Some people fear that China might have inadequate instruments to sterilize the inflow of "hot money". I should stress here that the central bank has the capability to sterilize the liquidity impact of inflow of "hot money" with additional monetary policy instruments. The recent rise of reserve requirement ratio was a clear signal that the central bank was ready to sterilize the inflow and did not hope to see further increase of "hot money". This kind of speculation is very likely to fail.

Question: Would a change in China's exchange rate regime in the future improve Sino-US trade situation?

Zhou: It is difficult to assert whether balancing China's trade or current account by changing exchange rate regime would lead to smaller US trade deficit with China. Some structural analysis might help. In particular, to what extent would the imports from China compete with or replace the same type of products made in the United States? The United States is strong in high-tech products and service export. For example, there are substantial exports from the United States to China in the area of transportation, communication and finance and its high-tech products are most welcome in China. Whether all these advantages could be brought into play does not necessarily depend on the level of exchange rate. If we only focus our view on general commodity trade, we are likely to miss the whole picture. Take Japan as an example, the Japanese Yen against the US dollar experienced a persistent appreciation from 360:1 to 250:1, to 100:1 and even to 79:1 at its peak. For the time being, it stands at 116:1. What has been the impact of the exchange rate of Yen on the US-Japan trade balance? Some people believe that the exchange rate elasticity of commodity trade is quite limited, though it does exist, and commodity trade relates more to production structure and the existing division of labor.
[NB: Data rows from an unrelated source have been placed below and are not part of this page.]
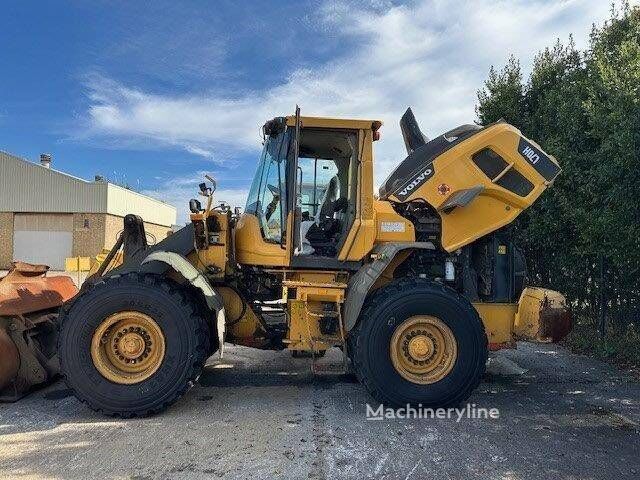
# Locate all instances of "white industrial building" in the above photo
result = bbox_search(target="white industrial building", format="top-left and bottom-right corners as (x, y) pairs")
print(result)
(0, 151), (176, 270)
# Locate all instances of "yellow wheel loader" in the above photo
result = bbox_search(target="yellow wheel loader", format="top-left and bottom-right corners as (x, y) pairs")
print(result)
(58, 109), (571, 417)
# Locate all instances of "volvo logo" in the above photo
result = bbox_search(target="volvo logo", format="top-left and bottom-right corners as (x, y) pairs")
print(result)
(522, 145), (540, 165)
(396, 166), (433, 200)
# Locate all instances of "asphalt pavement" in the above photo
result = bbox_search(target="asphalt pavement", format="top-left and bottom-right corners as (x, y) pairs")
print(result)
(0, 343), (640, 480)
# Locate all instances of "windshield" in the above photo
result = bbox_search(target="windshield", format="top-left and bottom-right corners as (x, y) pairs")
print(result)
(245, 131), (289, 242)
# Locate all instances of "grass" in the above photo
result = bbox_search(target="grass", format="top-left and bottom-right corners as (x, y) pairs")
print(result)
(563, 317), (640, 377)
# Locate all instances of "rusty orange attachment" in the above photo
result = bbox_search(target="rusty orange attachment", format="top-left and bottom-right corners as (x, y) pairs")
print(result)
(0, 262), (78, 316)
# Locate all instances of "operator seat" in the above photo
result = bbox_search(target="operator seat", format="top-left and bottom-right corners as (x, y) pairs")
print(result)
(315, 175), (340, 225)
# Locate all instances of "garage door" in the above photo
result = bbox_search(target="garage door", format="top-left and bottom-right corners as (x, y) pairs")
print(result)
(13, 213), (73, 270)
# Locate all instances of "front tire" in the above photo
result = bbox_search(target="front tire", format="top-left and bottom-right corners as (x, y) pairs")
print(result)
(58, 274), (210, 418)
(349, 278), (487, 407)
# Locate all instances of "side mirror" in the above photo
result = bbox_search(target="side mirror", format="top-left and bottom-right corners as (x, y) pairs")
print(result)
(204, 175), (217, 193)
(189, 198), (202, 213)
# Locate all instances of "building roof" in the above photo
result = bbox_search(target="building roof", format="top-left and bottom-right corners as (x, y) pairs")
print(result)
(0, 151), (177, 227)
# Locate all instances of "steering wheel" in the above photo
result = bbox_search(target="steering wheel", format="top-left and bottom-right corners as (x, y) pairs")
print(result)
(267, 183), (280, 197)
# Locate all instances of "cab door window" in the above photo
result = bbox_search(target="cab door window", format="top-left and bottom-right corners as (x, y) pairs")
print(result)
(245, 132), (290, 243)
(294, 128), (358, 257)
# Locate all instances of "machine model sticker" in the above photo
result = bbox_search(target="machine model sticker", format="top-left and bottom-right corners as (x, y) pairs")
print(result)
(395, 164), (434, 202)
(380, 222), (406, 232)
(518, 137), (560, 181)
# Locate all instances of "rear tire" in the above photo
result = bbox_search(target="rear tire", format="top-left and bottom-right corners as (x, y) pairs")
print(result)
(58, 274), (210, 418)
(349, 278), (487, 408)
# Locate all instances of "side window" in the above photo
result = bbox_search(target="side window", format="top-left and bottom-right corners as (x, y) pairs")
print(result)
(298, 157), (341, 221)
(245, 132), (290, 242)
(259, 159), (285, 242)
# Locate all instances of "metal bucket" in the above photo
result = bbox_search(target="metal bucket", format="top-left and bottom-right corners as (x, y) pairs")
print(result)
(0, 328), (20, 390)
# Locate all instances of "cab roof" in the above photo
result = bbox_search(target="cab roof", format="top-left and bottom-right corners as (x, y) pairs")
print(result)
(285, 115), (382, 131)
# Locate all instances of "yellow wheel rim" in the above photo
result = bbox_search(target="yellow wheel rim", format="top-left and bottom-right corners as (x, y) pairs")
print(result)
(390, 315), (458, 385)
(91, 311), (165, 385)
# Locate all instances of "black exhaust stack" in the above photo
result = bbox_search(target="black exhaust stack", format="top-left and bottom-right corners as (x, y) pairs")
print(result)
(400, 107), (429, 155)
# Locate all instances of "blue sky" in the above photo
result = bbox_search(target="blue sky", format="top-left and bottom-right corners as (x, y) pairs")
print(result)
(0, 0), (620, 219)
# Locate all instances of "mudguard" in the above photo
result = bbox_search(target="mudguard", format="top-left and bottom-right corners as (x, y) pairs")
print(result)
(344, 242), (435, 331)
(141, 250), (226, 358)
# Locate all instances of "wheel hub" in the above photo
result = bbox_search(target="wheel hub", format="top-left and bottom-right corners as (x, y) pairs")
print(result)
(390, 315), (457, 384)
(91, 311), (165, 385)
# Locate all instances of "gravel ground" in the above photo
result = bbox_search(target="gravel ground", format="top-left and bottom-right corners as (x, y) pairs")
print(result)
(0, 344), (640, 480)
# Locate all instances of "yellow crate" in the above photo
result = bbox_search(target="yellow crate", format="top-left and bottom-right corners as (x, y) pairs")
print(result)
(64, 257), (91, 272)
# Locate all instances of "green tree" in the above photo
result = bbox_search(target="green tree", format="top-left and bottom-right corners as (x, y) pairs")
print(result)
(476, 3), (640, 322)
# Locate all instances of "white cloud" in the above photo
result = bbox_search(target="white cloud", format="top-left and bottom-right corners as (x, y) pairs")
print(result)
(81, 0), (609, 188)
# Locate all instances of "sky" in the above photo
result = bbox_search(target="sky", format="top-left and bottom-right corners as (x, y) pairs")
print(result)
(0, 0), (611, 222)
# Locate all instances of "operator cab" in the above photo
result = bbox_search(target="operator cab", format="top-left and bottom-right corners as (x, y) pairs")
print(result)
(237, 111), (371, 267)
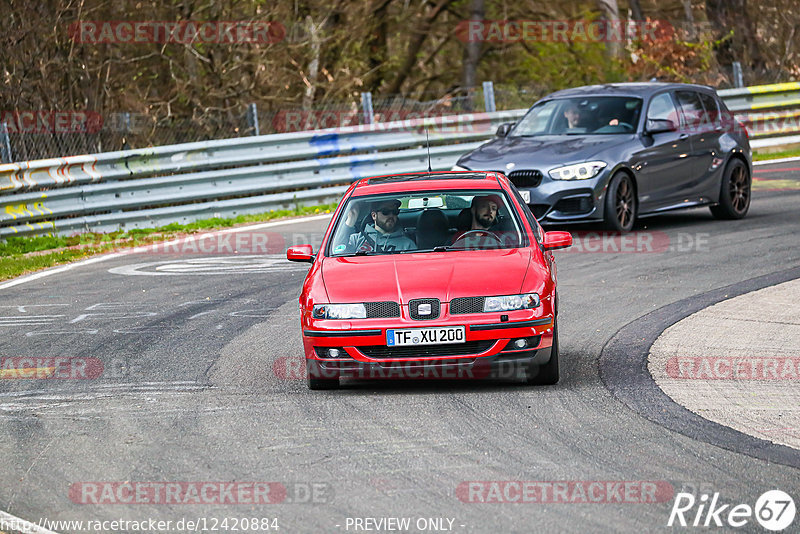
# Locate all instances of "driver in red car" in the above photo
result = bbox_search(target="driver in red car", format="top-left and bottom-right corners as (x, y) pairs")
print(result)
(347, 199), (417, 252)
(450, 195), (502, 244)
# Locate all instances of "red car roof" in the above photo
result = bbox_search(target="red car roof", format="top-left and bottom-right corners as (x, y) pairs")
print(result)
(353, 171), (502, 196)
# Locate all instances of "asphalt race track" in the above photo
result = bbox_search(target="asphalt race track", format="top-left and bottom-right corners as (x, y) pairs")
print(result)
(0, 162), (800, 532)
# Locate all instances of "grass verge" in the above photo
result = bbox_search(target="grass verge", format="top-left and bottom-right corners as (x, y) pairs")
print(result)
(0, 203), (336, 280)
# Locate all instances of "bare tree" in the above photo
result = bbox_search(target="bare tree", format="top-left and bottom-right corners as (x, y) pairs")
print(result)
(706, 0), (766, 72)
(461, 0), (486, 89)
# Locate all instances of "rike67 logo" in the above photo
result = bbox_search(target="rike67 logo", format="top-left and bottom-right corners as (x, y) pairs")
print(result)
(667, 490), (797, 532)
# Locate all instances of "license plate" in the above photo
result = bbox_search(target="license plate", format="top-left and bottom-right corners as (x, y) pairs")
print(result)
(386, 326), (464, 347)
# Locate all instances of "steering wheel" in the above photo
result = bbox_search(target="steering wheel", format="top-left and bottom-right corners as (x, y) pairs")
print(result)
(451, 230), (503, 246)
Question: Could you comment on the concern expressed by some people about exchange rate impact on employment?

Zhou: Some people even relate the loss of jobs in some developed countries to RMB exchange rate. We all know employment is somewhat politicized as low employment rate affects election. In our view, each country has to face the issue of employment in its presidential election and what we need to do is to identify first domestic causes for the job losses. In fact, China faces the biggest pressure of employment in the world since it has to create10 million jobs each year. In particular, China has a large rural population. A revaluation of the RMB would result in a decrease of competitiveness of some of China's agricultural products. It is known that China is a country with large population but limited arable land. The agricultural sector is labor-intensive and low in productivity. If an adjustment of the RMB exchange rate made China's staple agricultural products unable to compete with imported ones, and thereby force farmers, especially those in the coastal areas to leave farm land for cities in a much faster speed, the employment pressure would be more acute in cities since they have to provide more "non-farm jobs". A one-percentage-point fall in agricultural employment means a loss of around four million jobs in the farming industry. Many people only focus on the impact of exchange rate adjustment on export and employment, in fact, the pressure is more heavily felt on agricultural imports and migration of agricultural population. Both text books and international experience show that unemployment, particularly in large countries, can be most effectively addressed mainly through structural reform, including the improvement of labor skills to adapt to international competition. Trying to divert attention and pressures would not help solve the problems.